Thanks for the monitor upload. It looks like the Query Monitor plugin is active? Is that correct? You may want to deactivate it for production.
Try adding the high-performance keys to posts as well as postmeta. Lots of queries join those two tables, and the high-performance keys usually work well together.
Does your 100% cpu usage go back down if you don’t use the high-performance keys?
Your monitor didn’t show any absurdly slow queries. It was pretty much ordinary stuff one would expect from a site with an active persistent object cache. I may be able to tell more if you run a monitor for a longer time. Also, please upload your server metadata (from the plugin’s About tab).
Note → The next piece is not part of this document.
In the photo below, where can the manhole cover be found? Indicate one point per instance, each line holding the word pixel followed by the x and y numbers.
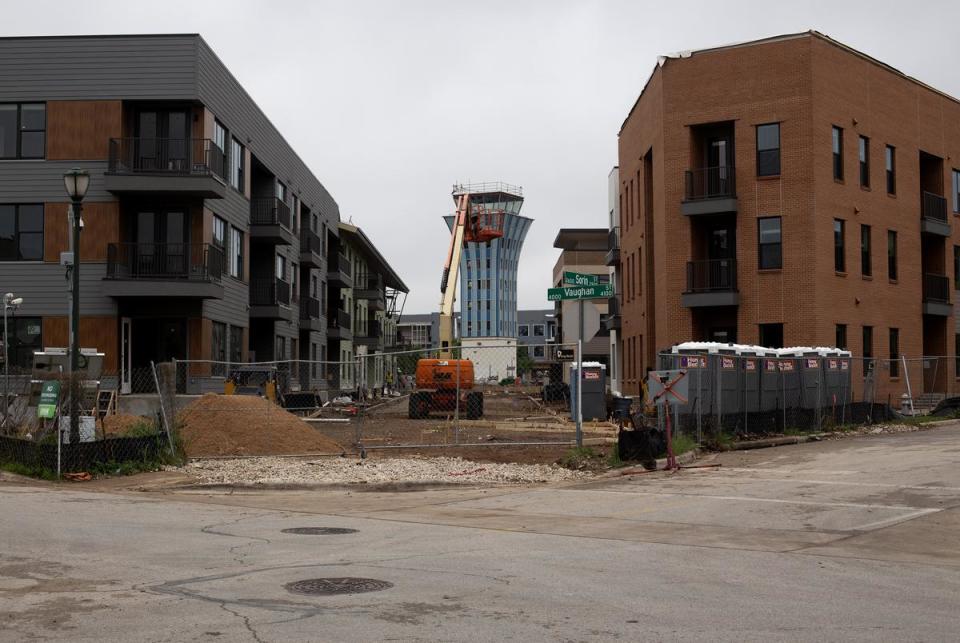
pixel 332 586
pixel 319 531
You can use the same upload id as before.
Some things I see on your uploaded monitor.
You’re running WordPress 6.1. Upgrade! 6.1.1 was a security release, and it also contained a few significant performance increases. 6.2, coming soon, has even more performance increases.
Considering you have 3.8 million postmeta rows and 60 thousand posts rows, it seems likely you have a lot of “orphaned” rows in your postmeta (rows that were left behind when a post was deleted. Younes JFR’s Advanced Database Cleaner plugin has an option to clean orphaned postmeta rows. Give it a try. (Make a backup first, of course.) After you
It looks like your MariaDb server’s buffer pool cache size is 256MiB, with 230MiB in use. That’s “budget”-level service provisioning. If there’s any way to give MariaDB more RAM, that may help.